The following information will be displayed about each action:
  1. Date and time when the action was performed
  2. Details of the action performed
  3. User's name who performed the action
  4. IP address of the device from which the action was performed
  5. The department in which the action was performed
  6. In entity, the configurations and modules where the action happened, such as field update, workflow, contacts, accounts, and assignment rules.
  7. Type of action performed (if the record was edited, added, or deleted)
  8. Name of the action
  9. Sub-action is an additional detail about the action that was performed are displayed.
The following actions will be captured in the audit log:
Add
Create a new record or entry
Update
Modify details of an existing record
Delete
Permanently remove a record
Export
When clicking the export from the desk
Download
File downloaded to the user's device
Online
When availability status changes to online in channels (Email, Phone, Chat, IM).
Offline
When availability status changes to offline in channels (Email, Phone, Chat, IM).
To view audit log
  1. Navigate to Setup > Privacy and Security > Audit Log.
In the Audit log page, a list of actions performed by users will be displayed. The most recent action will be displayed at the top.

Filtering audit log

Users can filter the audit log to find specific records quickly. The records can be filtered based on the following criteria:
  1. Date - Today, last 7 days, or custom dates
  2. User who performed the action
  3. Department
  4. Entity - Includes the module and configuration where the action was performed
  5. Actions - Added, updated, and deleted
To filter records in audit log
  1. Navigate to Setup > Privacy and Security > Audit Log.
  2. In the Audit Log list view, click the Filter icon from the top.
  3. In the left panel, select the values in the fields using which users want to filter the records.
  4. Filter with Date, Department, Performed by, Entity, and Action.
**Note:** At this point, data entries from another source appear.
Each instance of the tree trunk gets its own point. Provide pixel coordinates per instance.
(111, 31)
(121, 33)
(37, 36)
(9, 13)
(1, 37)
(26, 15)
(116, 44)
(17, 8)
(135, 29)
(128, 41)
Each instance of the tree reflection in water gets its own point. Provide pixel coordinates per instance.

Based on the filtering criteria, records will be displayed.

Exporting Audit Log

Admins can export the audit log data as a CSV file to filter data, sort, and search for specific events, which will help to detect irregularities, track user actions, and adhere to the organization's compliance.
To export the audit log
  1. Navigate to Set up > Privacy and Security > Audit Log.
  2. Click Export from the top-right
  3. Choose the time range
    1. Today – Records created or updated from midnight to now.
    2. Yesterday – Records from the previous calendar day.
    3. Current Week – Records from this week starting from Monday to today.
    4. Current Month – Records from the 1st of the current month to today.
    5. Last 7 days – Records from the past 7 days, including today.
    6. Last 30 days – Records from the past 30 days, including today.
    7. Last 60 days – Records from the past 60 days, including today.
    8. Custom – Records from the selected start and end dates will be exported.
  4. A pop-up to download the audit log export will be displayed. Click Download.


Notes
Note:
  1. The audit log can be exported to a maximum of 30 days. 
  2. Admins can export a maximum of 50 audit logs per day.
  3. Once an export is triggered, the admin can export another file only upon completion of the first one. 
  4. An email notification will be sent to the admin once the export is completed.